Abkhaz Reports: ‘Terrorist Act Foiled in Gali’
Law enforcement agencies in breakaway Abkhazia have foiled “a large scale terrorist act” after discovering four mines in the Gali district, Abkhaz news agency, Apsnipress, reported on January 11.
Three anti-tank mines TM-62 and one directional anti-personnel mine MON-50, according to this report, were found outside the village of Gagida by the law enforcement agents, who are investigating murder of a local police officer, Vitali Rodonaia, who was shot in the same village on January 9. Abkhaz law enforcement agencies said they were considering Georgia’s link as one of the possible versions behind the murder of Rodonaia, who was an ethnic Georgian.

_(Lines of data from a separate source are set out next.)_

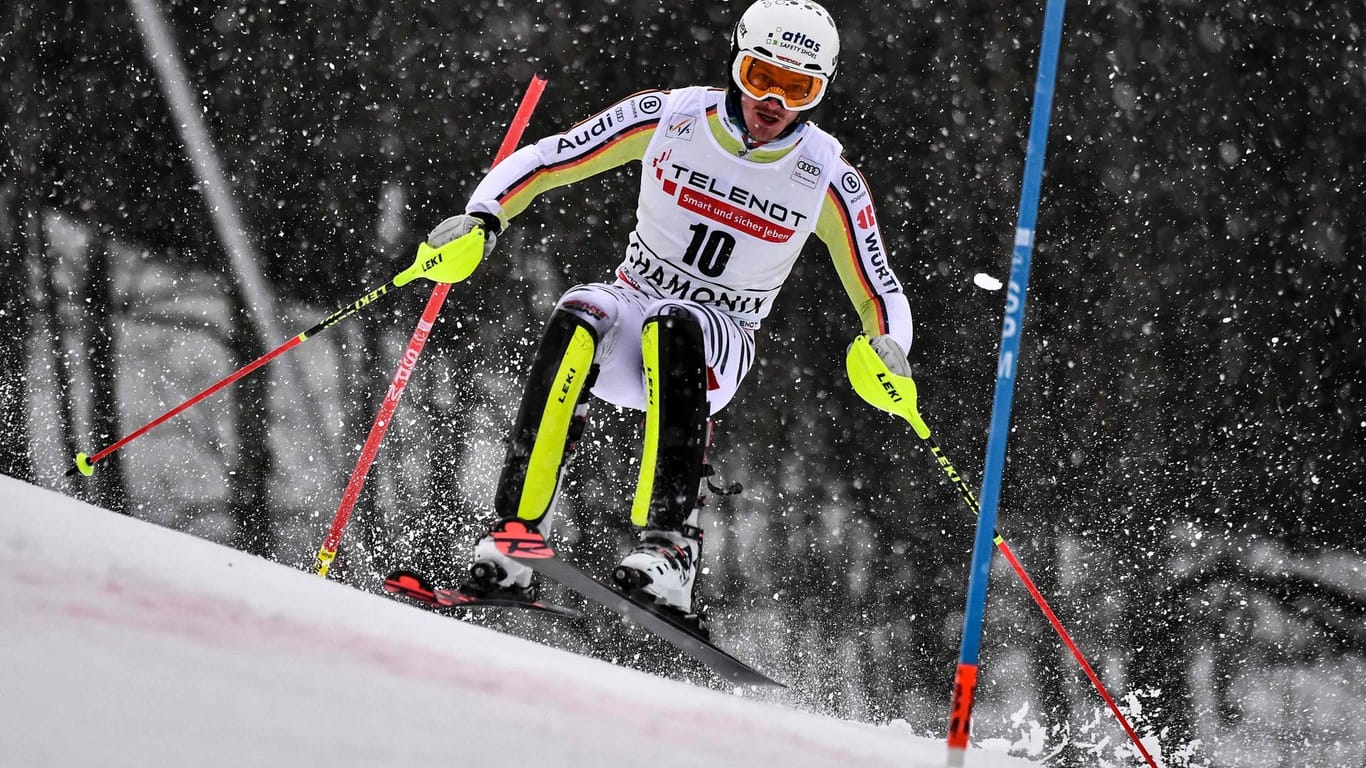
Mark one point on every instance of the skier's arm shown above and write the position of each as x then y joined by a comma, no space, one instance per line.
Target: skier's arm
611,138
847,226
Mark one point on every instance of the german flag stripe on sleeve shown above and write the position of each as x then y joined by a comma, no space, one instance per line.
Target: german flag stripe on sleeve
835,227
615,149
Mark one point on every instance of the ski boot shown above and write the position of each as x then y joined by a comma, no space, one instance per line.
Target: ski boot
493,574
661,571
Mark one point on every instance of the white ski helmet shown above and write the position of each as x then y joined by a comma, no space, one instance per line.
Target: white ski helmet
786,49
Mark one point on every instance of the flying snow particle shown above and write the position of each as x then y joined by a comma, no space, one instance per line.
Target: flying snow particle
986,282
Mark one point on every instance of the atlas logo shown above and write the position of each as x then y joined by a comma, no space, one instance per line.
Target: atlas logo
794,40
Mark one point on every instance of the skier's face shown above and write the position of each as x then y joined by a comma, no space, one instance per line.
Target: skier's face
765,119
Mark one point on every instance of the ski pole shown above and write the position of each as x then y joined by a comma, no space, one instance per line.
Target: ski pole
328,551
451,264
896,395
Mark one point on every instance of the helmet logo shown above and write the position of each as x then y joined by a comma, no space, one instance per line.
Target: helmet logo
794,40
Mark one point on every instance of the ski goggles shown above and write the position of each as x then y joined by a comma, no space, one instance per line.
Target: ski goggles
762,79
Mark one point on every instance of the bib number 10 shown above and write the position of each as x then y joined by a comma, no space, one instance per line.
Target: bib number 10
709,250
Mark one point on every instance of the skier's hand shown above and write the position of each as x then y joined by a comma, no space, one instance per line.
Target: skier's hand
892,354
456,227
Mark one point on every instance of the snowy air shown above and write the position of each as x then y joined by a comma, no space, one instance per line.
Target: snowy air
659,383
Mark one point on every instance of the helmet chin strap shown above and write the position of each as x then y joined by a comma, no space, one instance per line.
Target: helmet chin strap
736,115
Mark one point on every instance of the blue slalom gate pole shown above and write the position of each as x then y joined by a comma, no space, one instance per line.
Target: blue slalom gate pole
965,677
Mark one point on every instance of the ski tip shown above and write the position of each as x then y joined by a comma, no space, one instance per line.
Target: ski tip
515,540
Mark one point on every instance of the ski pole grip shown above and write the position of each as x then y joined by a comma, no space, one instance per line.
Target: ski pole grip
84,466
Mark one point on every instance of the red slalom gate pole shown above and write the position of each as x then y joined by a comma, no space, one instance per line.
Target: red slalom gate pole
328,552
898,395
1077,653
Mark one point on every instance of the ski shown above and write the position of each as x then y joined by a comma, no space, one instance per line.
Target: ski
417,588
529,547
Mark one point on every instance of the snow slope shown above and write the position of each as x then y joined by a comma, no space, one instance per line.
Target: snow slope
129,644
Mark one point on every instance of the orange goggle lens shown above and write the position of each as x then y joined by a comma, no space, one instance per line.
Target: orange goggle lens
761,79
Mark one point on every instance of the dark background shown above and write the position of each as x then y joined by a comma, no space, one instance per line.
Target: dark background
1186,469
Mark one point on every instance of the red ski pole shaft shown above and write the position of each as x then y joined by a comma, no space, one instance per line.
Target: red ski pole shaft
85,465
955,719
328,552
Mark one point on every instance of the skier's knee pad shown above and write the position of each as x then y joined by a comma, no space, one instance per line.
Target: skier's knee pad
675,418
592,305
547,420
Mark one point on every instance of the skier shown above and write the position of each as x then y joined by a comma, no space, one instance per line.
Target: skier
732,183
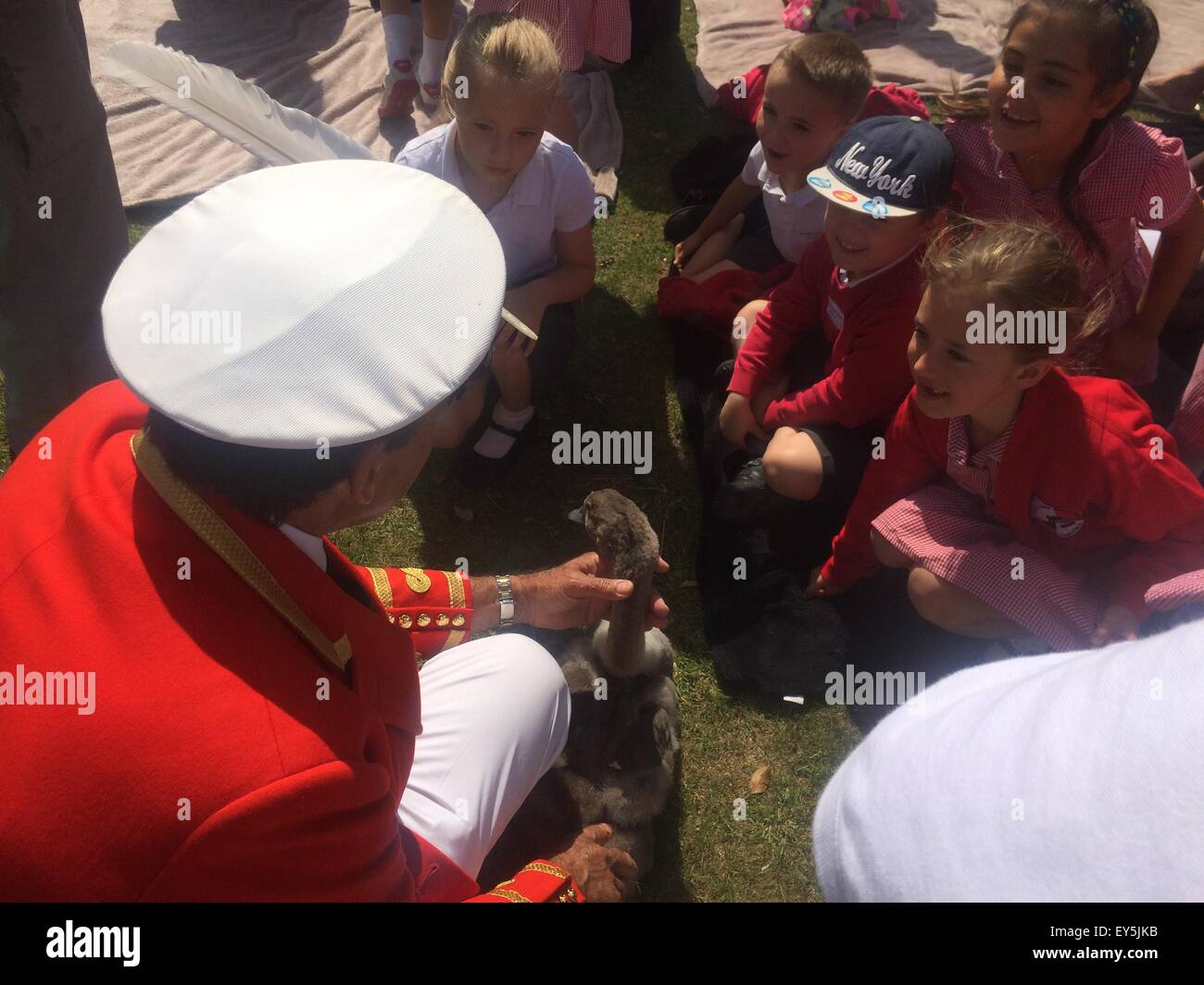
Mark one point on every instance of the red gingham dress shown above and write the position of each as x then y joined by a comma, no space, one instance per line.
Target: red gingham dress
1188,424
1130,168
951,529
602,27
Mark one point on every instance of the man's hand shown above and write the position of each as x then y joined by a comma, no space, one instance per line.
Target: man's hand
737,420
818,585
576,593
1128,351
685,249
605,874
528,304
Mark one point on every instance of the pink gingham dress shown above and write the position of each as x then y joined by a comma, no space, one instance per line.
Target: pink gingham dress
952,530
1188,423
1135,177
602,27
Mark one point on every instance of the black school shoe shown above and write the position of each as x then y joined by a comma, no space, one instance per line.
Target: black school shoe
476,471
685,221
746,499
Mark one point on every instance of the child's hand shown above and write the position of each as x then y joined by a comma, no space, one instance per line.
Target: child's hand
737,421
685,249
818,585
529,306
509,353
1118,623
1127,352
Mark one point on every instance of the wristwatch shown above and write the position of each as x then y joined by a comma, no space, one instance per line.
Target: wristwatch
505,599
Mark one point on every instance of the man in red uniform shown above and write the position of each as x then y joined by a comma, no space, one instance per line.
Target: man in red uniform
201,697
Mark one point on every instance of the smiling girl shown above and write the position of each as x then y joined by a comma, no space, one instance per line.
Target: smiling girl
1051,143
500,82
1026,503
814,91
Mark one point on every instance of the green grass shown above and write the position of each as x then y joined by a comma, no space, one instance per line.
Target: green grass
621,380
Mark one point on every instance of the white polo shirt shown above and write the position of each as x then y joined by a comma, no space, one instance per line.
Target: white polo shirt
796,219
553,193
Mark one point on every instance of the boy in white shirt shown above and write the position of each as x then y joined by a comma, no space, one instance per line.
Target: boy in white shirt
814,91
500,82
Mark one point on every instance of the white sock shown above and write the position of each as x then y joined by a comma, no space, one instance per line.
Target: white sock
430,65
494,443
396,36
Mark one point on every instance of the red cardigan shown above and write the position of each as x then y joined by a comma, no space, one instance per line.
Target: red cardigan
868,324
208,768
1082,444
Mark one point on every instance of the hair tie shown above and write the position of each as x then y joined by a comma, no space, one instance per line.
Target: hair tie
1126,10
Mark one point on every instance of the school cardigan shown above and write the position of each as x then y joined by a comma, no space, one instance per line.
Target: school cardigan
1087,479
868,324
225,757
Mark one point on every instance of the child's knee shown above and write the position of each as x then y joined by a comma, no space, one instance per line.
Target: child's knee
793,467
886,552
931,597
743,321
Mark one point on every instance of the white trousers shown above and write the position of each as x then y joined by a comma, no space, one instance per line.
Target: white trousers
1063,777
495,717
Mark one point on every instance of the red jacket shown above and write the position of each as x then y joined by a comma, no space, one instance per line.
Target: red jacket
209,768
1084,445
868,324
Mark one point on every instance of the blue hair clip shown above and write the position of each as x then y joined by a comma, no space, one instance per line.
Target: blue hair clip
875,207
1126,10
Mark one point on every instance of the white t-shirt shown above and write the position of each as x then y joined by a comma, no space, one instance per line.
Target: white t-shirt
552,194
796,219
1063,777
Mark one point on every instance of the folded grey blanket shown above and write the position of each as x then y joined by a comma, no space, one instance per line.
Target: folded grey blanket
325,56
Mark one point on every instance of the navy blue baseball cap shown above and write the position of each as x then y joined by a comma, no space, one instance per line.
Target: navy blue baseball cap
889,167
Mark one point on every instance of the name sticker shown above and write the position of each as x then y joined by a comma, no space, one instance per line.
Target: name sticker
834,315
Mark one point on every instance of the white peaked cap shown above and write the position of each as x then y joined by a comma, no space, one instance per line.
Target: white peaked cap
337,300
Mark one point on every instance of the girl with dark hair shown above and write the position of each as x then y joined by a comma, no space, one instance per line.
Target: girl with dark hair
1051,143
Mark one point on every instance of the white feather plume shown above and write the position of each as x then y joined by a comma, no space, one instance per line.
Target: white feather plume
240,111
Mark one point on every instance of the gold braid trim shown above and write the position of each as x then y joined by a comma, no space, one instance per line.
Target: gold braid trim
508,893
456,589
217,533
456,600
381,583
545,867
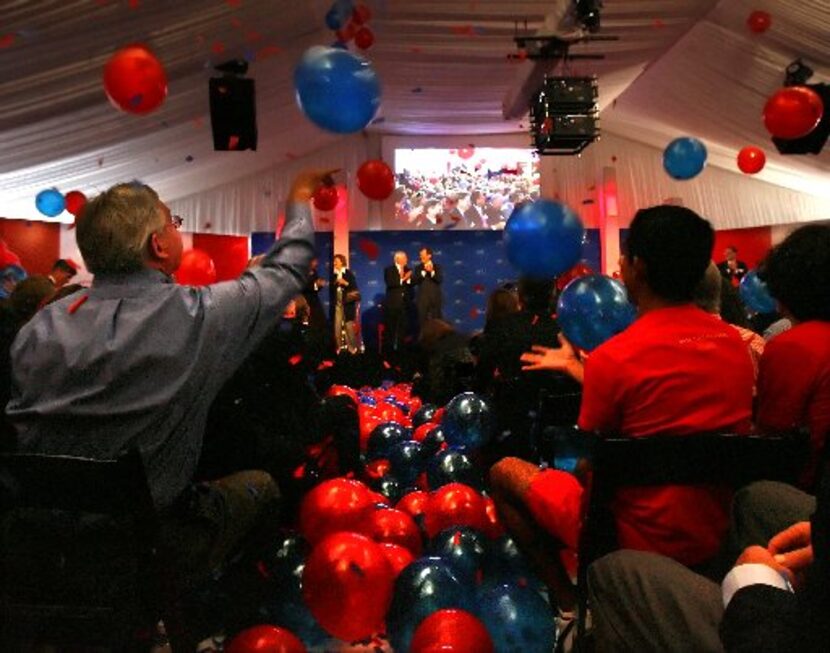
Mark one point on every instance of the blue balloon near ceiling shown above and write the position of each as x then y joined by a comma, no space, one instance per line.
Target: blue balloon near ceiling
755,294
684,158
50,202
592,309
543,238
337,90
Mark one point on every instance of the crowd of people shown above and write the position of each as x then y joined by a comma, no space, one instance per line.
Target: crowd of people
222,388
463,198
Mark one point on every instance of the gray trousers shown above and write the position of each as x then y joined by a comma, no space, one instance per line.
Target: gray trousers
643,602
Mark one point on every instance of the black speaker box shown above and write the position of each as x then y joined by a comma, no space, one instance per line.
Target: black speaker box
233,113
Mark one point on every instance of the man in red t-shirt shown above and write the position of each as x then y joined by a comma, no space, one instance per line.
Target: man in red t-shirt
794,375
675,370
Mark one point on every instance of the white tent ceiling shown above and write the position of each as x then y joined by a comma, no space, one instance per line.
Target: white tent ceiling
679,67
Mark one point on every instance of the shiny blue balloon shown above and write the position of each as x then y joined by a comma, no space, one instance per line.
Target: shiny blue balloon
50,202
755,294
423,415
426,585
464,548
543,238
383,437
592,309
406,461
684,158
518,619
451,466
468,422
337,90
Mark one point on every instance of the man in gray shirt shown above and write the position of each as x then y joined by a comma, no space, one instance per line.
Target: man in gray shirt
136,360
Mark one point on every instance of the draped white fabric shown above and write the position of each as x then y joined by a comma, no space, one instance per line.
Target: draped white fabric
680,67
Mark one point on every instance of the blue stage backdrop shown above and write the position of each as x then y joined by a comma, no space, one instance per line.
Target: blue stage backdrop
474,264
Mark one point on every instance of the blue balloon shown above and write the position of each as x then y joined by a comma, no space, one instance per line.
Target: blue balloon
518,619
592,309
468,421
426,585
406,461
684,158
451,466
463,548
50,202
543,238
755,294
383,437
339,91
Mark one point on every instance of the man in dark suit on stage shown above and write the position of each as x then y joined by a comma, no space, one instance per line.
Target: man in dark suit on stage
428,277
398,278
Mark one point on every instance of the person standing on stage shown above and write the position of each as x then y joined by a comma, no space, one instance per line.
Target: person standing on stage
428,277
398,278
344,302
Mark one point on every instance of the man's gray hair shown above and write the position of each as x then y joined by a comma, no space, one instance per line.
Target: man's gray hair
114,228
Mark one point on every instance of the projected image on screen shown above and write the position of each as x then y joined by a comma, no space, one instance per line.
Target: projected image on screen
463,188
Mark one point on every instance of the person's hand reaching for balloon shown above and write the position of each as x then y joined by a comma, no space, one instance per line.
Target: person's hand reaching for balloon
563,359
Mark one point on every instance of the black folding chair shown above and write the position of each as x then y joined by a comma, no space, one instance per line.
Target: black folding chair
79,558
710,458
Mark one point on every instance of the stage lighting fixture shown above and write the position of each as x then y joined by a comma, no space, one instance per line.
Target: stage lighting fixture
564,118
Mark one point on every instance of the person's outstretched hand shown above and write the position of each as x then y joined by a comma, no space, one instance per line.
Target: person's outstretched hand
308,182
563,359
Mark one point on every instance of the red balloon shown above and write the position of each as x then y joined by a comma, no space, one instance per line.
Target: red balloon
325,198
375,180
364,38
451,630
343,391
134,80
75,202
793,112
265,639
759,21
347,585
492,525
196,269
455,504
338,504
394,527
397,556
466,152
751,160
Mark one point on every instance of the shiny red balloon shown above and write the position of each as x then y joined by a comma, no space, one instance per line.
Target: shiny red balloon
397,556
134,80
393,527
338,504
454,504
759,21
451,630
75,202
364,38
325,198
196,269
492,524
793,112
375,180
751,160
347,586
265,639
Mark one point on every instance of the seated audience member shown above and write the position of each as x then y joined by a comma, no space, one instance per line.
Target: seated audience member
675,370
708,297
62,272
794,376
136,361
775,600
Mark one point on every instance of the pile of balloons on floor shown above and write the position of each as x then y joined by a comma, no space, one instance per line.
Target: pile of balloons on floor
410,556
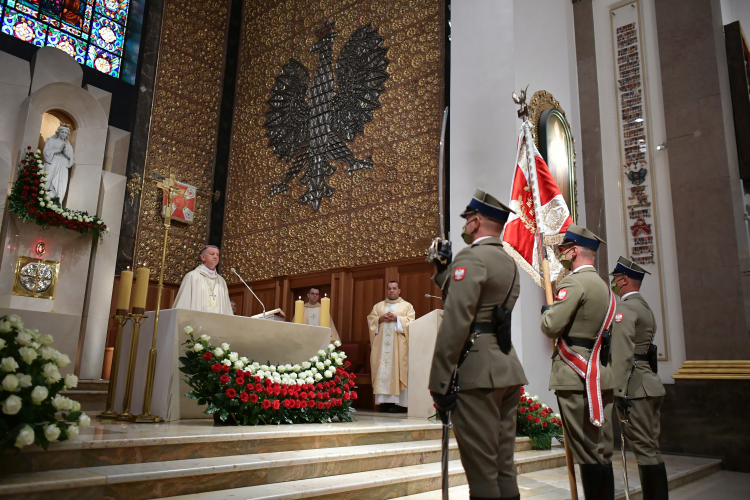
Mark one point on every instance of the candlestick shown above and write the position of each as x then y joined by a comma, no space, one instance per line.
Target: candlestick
141,287
126,285
325,311
299,307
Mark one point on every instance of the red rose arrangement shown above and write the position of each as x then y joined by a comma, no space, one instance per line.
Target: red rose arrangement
30,200
537,422
318,390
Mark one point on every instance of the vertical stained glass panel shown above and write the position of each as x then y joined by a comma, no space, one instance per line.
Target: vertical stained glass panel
116,10
103,61
24,28
108,35
90,31
74,47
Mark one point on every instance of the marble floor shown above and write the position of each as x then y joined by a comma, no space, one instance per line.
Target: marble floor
552,484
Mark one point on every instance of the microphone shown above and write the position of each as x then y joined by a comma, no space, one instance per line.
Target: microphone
251,291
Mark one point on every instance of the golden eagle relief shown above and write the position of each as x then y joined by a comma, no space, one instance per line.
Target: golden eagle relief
308,125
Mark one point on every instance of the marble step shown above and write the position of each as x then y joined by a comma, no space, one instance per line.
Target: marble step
380,484
110,443
90,399
552,484
151,480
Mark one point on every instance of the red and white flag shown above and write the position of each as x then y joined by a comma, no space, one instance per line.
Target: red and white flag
521,236
183,203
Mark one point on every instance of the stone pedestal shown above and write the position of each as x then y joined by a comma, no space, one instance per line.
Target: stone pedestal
259,340
422,336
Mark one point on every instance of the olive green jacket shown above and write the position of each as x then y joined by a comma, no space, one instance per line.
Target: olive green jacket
479,279
579,310
633,329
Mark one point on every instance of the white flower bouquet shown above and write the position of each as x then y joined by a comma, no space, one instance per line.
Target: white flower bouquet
30,382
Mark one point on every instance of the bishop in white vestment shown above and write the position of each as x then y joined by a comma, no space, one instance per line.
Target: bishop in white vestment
389,338
203,289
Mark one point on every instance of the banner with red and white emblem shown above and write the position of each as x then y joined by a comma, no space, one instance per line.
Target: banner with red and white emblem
183,203
521,235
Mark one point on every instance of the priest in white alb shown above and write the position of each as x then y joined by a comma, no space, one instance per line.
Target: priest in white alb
203,289
311,312
389,338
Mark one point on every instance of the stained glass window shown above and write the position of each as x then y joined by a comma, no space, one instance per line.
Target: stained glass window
90,31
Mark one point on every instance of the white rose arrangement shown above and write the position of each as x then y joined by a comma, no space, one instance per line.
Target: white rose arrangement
32,410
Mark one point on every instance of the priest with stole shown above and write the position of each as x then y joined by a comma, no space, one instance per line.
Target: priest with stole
389,337
203,289
311,313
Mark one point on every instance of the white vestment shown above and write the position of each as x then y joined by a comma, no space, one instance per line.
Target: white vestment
203,290
56,164
311,316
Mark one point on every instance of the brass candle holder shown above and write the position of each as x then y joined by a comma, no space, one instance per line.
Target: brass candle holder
121,316
137,317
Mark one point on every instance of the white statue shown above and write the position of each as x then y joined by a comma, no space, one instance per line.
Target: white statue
58,158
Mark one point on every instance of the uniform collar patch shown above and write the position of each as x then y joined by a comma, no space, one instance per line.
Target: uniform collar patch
459,273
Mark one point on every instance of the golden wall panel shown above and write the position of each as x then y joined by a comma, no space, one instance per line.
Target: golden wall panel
182,136
385,214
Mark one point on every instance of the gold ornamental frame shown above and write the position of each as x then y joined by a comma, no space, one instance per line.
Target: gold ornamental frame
540,102
19,289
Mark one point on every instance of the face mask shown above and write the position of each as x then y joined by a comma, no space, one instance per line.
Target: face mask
565,262
468,239
467,236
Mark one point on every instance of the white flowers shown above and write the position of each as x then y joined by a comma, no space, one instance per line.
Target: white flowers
8,365
51,432
10,382
27,354
25,437
71,381
61,403
39,394
23,338
51,373
12,405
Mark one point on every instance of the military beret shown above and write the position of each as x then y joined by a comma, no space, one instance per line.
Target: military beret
629,269
578,235
487,205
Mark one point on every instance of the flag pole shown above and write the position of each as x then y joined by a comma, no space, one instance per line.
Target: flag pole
528,141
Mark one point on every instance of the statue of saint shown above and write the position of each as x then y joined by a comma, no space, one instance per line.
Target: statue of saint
58,158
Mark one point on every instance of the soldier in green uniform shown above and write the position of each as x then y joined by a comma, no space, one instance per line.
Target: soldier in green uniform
639,392
582,307
480,288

Two weeks ago a high-profile double murder was committed outside the town of Gali; one of the two men shot on the night from December 28 to December 29 was a retired Abkhaz colonel, Valmer Butba, described by local sources as “an influential figure” in Gali district. Butba, a former commander of Abkhaz first leader Vladislav Ardzinba’s security guard, who in the past also commanded the Abkhaz anti-terrorist unit, was detained in 2009 for possession of arms; at the time opponents of then Abkhaz leader Sergey Bagapsh, claimed that Butba was arrested because of his support to then opposition presidential candidate and his relative Beslan Butba.
Last year the Georgian Ministry of Internal Affairs (MIA) announced that a car explosion in Georgia Black Sea town of Batumi in 2010 in which MIA’s official was killed was carried out by perpetrators, recruited for the Abkhaz-based Russian military intelligence officers by Valmer Butba.
The Abkhaz prosecutor’s office announced on January 10, that a Georgian citizen from neighboring Zugdidi district was wanted in connection to Butba’s murder, claiming that the suspect was acting upon the Georgian special services’ order.
Officials in Tbilisi said that Butba’s murder was a result of “settling of scores between local rival criminal gangs”. Some analysts in Tbilisi suggested, that Butba’s murder could have been a result of the new Abkhaz leadership’s declared policy of cracking down on criminal gangs.